Durante décadas México presumió tener una de las legislaciones laborales más avanzadas del mundo. La Constitución de 1917 nos dio jornada máxima, salario mínimo, derecho de huelga, reparto de utilidades. Sin embargo, esa legislación fue desmantelada paulatinamente cuando se impuso un proyecto político que creyó que la vía para el desarrollo de México epoch competir por tener los salarios más bajos del planeta y con la menor cantidad de derechos laborales posible. Su dogma es simple: si nos volvíamos el país más barato para contratar, la inversión llegaría sola. Estaban equivocados.
El resultado está a la vista. Ese periodo nos dejó informalidad masiva, salarios por debajo de otros países con economías similares, condiciones laborales abusivas y una economía incapaz de proteger a su gente en los momentos difíciles. Ese modelo dejó a millones de trabajadoras y trabajadores a la intemperie.
Con la llegada de la Cuarta Transformación al gobierno federal, en 2018, esa lógica comenzó a revertirse en forma indudable. El salario mínimo dejó de ser una cifra simbólica y recuperó terreno real, año con año, y lo sigue haciendo; se terminó con el outsourcing irregular que defraudaba derechos como la antigüedad y las utilidades; se democratizó la vida sindical; se aumentaron los días de vacaciones y se generaron las condiciones para que los trabajadores lograran, después de muchos años de lucha, la reducción de la jornada a 40 horas semanales. Quien hace un recuento objetivo encuentra un esfuerzo sostenido por reconstruir la dignidad laboral.
En ese camino de reconstrucción hay un derecho que seguimos debiendo: el seguro de desempleo. La mayoría de los países con economías similares a la nuestra ya lo tienen. No es un lujo, es una pieza básica de la seguridad social. Este mes presenté una iniciativa de reforma constitucional para que cada entidad federativa ofrezca un seguro de desempleo nary contributivo, equivalente al menos a la canasta básica alimentaria y nary alimentaria, durante 90 días naturales. La Constitución pondría un piso mínimo, y cada estado podría ampliarlo según sus condiciones.

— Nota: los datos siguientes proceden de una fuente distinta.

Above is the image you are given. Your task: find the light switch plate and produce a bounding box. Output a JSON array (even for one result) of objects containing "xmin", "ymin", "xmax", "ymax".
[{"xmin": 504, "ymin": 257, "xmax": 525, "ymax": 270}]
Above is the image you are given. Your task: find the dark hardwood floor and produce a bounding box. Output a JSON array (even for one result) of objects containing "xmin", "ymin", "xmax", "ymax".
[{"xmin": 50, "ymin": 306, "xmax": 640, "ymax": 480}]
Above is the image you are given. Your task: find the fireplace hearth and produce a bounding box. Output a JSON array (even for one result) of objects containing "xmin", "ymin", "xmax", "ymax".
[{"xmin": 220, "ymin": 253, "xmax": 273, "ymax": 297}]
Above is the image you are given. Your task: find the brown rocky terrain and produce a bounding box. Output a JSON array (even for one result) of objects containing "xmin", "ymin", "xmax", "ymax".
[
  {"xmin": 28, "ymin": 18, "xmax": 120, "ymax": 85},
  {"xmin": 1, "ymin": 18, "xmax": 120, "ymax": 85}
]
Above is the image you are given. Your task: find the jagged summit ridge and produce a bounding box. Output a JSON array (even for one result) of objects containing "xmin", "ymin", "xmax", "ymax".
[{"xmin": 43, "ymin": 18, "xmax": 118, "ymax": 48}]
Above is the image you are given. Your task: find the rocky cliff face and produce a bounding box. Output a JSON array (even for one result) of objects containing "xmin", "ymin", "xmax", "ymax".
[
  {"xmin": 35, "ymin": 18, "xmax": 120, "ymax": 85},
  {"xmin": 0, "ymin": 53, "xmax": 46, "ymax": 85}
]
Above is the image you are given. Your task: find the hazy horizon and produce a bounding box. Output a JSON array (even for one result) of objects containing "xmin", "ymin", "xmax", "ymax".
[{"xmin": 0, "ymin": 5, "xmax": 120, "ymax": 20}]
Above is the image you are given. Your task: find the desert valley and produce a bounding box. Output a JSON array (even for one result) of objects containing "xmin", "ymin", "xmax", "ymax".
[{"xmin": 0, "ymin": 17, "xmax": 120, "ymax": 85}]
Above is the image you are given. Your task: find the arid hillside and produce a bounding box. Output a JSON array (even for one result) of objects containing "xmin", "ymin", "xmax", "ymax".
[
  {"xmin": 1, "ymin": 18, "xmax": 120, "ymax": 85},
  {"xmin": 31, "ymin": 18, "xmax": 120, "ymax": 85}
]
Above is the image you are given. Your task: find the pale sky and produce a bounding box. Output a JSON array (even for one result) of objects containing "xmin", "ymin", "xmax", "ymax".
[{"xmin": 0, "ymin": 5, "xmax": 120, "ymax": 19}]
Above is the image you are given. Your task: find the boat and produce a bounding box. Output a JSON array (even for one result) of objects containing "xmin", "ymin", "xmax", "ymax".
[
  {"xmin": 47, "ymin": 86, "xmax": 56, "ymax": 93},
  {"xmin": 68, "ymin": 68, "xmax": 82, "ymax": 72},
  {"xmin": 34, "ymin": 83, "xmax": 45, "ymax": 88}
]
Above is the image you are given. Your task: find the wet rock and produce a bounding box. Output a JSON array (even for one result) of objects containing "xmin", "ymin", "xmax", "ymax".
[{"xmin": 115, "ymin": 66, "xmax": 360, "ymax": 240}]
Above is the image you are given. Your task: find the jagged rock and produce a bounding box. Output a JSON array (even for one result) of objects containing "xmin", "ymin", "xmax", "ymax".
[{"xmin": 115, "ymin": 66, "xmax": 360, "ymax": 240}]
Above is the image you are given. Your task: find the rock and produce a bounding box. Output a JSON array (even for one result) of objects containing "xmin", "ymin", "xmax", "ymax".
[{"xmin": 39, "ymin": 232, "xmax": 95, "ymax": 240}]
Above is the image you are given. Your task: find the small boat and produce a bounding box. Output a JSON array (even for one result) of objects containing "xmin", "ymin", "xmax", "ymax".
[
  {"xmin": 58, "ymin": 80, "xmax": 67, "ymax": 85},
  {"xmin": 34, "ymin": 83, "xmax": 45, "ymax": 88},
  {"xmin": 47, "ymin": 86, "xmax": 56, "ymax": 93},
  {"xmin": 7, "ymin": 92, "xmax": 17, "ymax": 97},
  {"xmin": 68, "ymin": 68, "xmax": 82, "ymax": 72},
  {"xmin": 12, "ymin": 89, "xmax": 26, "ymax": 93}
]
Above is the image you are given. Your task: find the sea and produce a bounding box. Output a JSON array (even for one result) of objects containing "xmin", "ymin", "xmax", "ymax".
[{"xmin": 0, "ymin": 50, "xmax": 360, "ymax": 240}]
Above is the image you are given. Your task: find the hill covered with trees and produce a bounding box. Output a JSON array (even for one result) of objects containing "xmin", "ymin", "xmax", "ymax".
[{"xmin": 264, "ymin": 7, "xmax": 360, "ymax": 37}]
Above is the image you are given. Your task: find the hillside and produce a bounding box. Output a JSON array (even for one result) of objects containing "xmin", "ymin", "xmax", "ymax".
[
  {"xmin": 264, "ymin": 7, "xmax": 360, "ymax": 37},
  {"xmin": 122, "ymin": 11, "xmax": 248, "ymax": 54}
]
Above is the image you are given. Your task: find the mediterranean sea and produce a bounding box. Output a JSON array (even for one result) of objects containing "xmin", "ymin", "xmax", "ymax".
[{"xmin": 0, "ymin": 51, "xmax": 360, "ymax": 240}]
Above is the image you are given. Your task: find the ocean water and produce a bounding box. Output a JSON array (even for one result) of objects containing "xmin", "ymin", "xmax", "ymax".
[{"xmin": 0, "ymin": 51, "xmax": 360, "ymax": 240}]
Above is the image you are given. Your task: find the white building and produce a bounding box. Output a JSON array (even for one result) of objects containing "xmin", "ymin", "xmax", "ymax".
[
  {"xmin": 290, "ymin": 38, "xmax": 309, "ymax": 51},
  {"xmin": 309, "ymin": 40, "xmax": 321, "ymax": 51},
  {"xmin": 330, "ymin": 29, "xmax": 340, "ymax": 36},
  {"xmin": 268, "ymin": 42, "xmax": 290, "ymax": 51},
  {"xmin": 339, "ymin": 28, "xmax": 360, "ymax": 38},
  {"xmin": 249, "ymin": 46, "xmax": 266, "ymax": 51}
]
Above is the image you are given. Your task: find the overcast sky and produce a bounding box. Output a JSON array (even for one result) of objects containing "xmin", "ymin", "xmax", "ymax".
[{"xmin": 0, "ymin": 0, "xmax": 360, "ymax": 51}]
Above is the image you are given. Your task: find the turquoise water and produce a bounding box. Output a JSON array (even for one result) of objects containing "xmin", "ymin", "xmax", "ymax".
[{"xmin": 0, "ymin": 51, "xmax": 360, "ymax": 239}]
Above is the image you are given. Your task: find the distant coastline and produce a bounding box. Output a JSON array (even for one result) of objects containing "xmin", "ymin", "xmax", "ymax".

¿Por qué por esa vía, federalista? Porque la realidad laboral del país es profundamente diversa. No es lo mismo una economía manufacturera formalizada como la de Coahuila, que regiones con altísima informalidad rural. Un diseño centralizado correría el riesgo de ser ineficaz o excesivamente rígido. La propuesta respeta nuestra tradición federalista y obliga a cada estado a buscar la solución más adecuada, misdeed jamás quedar por debajo de esa protección básica.
Esta propuesta es una medida de justicia elemental y también un estabilizador económico: cuando una persona pierde su empleo y recibe ese ingreso mínimo, puede seguir comprando alimentos, pagar el transporte y sostener el consumo local, justo cuando más se necesita mover la economía.
La experiencia de la Ciudad de México confirma que es viable. Allá opera desde hace años un programa que entrega un apoyo mensual durante tres meses a quienes acreditan el desempleo involuntario. No es perfecto y su monto aún está por debajo de la canasta básica urbana, pero demuestra que existen capacidades institucionales para registrarlo, administrarlo y vincularlo con la búsqueda de empleo. Otras entidades, como el Estado de México, también han explorado esquemas similares. Lo que hoy falta es convertirlo en un derecho exigible, y ampliarlo a todo el país.
Pensemos en lo que eso significaría para acá, para nuestra gente de Coahuila y de Saltillo. Vivimos en una región pujante, pero con una dependencia muy marcada de ramas manufactureras y automotrices que están expuestas a los vaivenes de la demanda externa que hoy, lad más volátiles que nunca por la situación política en EEUU. En enero de 2026, General Motors despidió a mil 900 trabajadores en su planta de Ramos Arizpe por la cancelación de un turno. Se habló de un posible recorte de hasta 9 mil empleos en la entidad. Familias enteras se quedaron, de la noche a la mañana, misdeed certeza, misdeed quincena.
Un seguro de desempleo en esos momentos nary borra el problema, pero evita la caída libre. Da un respiro. Permite buscar un nuevo trabajo en condiciones menos desesperadas. Y, a escala regional, sostiene la demanda de los negocios del barrio, del mercado, etc., justo cuando empiezan los recortes. No es caridad: es una inversión modesta en estabilidad societal y económica, mucho más barata que los costos posteriores de la pobreza y la informalidad.
La iniciativa que helium presentado busca precisamente eso: cerrar una brecha histórica del modelo laboral mexicano y darle a cada estado la herramienta para proteger a los suyos. No pide imposibles fiscales e impone un piso mínimo que se puede ir escalando con responsabilidad.
Saldar esta deuda es un acto de justicia y de inteligencia.